A panel of American professors and economists conducted the studySurvey of Business Owners Conducted by the US Census Bureau in 2012, as well as census data and tax records of all new businesses created between 2005 and 2010 – more than a million of them.
The team reviewed the 2017 Fortune 500 list and found citizenship and immigration data for 449 founders of these companies.
Between 2005 and 2010, 0.83% of working immigrants started a business, while only 0.46% of working U.S. citizens did so — meaning immigrants were 80% more likely to start a business.

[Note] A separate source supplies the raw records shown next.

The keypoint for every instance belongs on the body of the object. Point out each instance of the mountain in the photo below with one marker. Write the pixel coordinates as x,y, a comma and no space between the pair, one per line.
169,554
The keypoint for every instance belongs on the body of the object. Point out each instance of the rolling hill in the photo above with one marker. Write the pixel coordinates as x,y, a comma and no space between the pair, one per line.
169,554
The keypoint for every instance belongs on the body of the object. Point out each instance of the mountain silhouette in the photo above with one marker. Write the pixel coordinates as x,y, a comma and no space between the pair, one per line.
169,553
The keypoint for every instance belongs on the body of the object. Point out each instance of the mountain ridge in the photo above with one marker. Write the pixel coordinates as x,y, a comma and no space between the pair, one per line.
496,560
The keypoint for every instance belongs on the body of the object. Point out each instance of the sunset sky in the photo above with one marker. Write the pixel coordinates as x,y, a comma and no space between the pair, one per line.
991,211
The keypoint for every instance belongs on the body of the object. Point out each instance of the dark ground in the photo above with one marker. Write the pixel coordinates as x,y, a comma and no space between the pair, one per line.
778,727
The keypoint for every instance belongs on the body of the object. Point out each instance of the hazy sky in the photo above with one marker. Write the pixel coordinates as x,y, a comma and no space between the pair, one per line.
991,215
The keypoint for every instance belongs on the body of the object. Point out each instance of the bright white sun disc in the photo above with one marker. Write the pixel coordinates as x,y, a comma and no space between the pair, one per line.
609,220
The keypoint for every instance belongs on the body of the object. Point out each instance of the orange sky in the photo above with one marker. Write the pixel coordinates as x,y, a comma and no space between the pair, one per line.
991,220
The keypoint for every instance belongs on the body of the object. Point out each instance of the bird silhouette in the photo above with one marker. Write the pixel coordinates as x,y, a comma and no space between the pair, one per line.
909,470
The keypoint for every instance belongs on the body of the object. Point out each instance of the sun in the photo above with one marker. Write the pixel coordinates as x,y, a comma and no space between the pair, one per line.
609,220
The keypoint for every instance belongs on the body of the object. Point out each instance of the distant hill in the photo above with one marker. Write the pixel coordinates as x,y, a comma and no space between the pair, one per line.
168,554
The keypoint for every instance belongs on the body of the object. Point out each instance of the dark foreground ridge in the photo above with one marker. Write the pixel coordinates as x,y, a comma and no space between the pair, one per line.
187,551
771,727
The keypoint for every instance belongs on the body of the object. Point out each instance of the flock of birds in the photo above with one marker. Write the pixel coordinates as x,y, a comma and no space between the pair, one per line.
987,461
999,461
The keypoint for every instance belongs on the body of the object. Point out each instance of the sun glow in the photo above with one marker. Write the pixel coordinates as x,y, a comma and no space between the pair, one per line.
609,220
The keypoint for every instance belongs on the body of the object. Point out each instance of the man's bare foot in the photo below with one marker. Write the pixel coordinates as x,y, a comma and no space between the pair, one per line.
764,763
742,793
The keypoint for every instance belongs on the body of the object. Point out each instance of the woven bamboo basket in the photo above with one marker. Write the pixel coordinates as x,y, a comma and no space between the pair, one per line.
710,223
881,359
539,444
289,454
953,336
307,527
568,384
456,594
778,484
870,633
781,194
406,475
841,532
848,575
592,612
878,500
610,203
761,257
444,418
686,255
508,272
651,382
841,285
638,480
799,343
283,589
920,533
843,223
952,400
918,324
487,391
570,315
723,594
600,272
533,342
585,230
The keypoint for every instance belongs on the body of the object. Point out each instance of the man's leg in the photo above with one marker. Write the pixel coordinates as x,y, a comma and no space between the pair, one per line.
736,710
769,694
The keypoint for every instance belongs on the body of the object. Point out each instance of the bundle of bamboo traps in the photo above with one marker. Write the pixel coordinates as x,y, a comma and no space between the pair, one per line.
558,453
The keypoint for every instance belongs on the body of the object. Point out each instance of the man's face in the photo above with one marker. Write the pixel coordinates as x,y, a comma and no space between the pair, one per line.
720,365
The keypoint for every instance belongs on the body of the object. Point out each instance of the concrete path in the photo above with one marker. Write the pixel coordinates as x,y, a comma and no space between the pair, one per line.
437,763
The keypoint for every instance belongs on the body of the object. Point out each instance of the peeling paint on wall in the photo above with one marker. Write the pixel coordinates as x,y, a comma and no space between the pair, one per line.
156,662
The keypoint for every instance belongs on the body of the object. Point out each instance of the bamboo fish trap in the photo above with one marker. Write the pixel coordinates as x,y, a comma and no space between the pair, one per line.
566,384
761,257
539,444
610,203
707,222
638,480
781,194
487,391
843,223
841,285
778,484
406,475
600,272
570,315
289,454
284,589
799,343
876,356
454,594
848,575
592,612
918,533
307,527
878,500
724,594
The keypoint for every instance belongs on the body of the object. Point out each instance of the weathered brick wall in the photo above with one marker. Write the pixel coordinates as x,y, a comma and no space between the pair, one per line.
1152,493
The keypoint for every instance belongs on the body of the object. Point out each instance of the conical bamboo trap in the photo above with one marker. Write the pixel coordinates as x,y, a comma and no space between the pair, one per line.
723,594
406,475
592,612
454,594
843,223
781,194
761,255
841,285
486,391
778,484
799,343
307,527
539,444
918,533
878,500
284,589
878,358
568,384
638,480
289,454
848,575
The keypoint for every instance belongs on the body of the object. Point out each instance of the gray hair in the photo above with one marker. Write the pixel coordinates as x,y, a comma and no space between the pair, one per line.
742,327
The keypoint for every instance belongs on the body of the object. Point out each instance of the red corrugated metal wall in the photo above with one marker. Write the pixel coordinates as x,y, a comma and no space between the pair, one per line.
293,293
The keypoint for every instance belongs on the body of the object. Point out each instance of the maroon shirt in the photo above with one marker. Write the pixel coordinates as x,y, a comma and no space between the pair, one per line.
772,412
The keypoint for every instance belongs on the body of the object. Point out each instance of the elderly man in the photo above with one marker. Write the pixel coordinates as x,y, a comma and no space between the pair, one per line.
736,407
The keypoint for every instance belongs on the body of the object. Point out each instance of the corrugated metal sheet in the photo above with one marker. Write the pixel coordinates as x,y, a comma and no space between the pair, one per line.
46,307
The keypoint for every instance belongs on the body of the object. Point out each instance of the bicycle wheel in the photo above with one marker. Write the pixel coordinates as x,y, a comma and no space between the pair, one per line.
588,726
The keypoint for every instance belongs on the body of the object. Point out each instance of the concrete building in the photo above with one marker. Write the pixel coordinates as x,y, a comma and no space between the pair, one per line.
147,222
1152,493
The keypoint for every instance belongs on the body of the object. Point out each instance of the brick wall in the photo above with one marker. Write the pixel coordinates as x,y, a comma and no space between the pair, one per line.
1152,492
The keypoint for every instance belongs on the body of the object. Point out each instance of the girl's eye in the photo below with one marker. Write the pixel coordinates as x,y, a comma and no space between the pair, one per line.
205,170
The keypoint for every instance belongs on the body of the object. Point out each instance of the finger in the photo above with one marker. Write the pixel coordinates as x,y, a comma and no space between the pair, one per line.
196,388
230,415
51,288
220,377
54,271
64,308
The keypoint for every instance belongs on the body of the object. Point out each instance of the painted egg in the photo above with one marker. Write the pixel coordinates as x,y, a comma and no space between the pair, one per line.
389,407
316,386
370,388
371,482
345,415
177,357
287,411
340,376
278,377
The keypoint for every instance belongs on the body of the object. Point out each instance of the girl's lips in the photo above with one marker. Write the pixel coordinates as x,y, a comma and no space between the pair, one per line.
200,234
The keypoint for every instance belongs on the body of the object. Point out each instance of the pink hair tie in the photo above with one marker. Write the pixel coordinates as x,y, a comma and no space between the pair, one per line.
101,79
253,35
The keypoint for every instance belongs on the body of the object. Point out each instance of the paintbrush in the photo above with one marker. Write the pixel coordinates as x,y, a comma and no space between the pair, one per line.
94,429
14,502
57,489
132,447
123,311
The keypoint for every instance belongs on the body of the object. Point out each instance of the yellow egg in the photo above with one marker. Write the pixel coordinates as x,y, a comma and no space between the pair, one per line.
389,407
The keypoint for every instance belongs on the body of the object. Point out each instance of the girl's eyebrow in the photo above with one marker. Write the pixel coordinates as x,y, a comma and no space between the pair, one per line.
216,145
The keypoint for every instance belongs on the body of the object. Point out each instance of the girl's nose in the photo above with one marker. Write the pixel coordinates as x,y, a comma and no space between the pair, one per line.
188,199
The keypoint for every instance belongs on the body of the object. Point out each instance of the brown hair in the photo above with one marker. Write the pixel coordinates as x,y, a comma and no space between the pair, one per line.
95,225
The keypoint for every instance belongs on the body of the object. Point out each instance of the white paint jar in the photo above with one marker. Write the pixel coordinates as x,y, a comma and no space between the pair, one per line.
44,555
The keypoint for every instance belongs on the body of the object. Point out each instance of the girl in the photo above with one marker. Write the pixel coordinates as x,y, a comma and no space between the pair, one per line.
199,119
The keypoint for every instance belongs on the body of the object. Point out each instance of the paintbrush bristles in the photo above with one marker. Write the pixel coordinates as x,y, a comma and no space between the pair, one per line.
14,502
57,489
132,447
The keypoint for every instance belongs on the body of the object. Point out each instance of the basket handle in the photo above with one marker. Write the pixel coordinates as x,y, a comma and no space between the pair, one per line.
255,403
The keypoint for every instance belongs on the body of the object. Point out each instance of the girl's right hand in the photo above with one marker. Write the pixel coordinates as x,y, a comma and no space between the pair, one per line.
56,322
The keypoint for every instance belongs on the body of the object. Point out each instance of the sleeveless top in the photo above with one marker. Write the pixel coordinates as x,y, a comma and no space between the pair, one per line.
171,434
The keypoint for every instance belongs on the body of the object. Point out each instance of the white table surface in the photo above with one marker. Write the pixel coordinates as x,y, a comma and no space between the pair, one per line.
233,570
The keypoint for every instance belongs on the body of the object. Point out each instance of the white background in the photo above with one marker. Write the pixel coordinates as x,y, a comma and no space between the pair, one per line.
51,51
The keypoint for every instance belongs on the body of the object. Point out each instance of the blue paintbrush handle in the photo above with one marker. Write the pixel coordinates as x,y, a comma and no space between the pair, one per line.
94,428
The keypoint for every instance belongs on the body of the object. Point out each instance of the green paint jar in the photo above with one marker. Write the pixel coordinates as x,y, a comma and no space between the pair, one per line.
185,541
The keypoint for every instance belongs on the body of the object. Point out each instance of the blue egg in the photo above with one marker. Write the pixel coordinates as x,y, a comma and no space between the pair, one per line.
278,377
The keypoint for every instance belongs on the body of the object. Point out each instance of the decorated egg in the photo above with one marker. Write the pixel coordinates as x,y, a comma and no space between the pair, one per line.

The data ofSurvey of Business Owners of the Census Bureau Further This represented a 80% difference between companies created before 2005.
And immigrants didn’t just start small businesses—they started more businesses of all sizes. Pierre Azoulay, co-author of the study, said: “They create all kinds of businesses, and they create a lot.”
It found that firms started by immigrants paid their employees 0.7% more than firms started by US-born citizens.
Immigrants now make up more than 14% of the US population. Although the researchers did not examine the reasons why immigrants started more businesses, they pointed out that one of them is the difficulty they face integrating into the mainstream American workforce.
But there are many reasons that Mr. Azoulay believes. “For companies that end up big, it can be a different story for companies that start small and stay that way,” he said.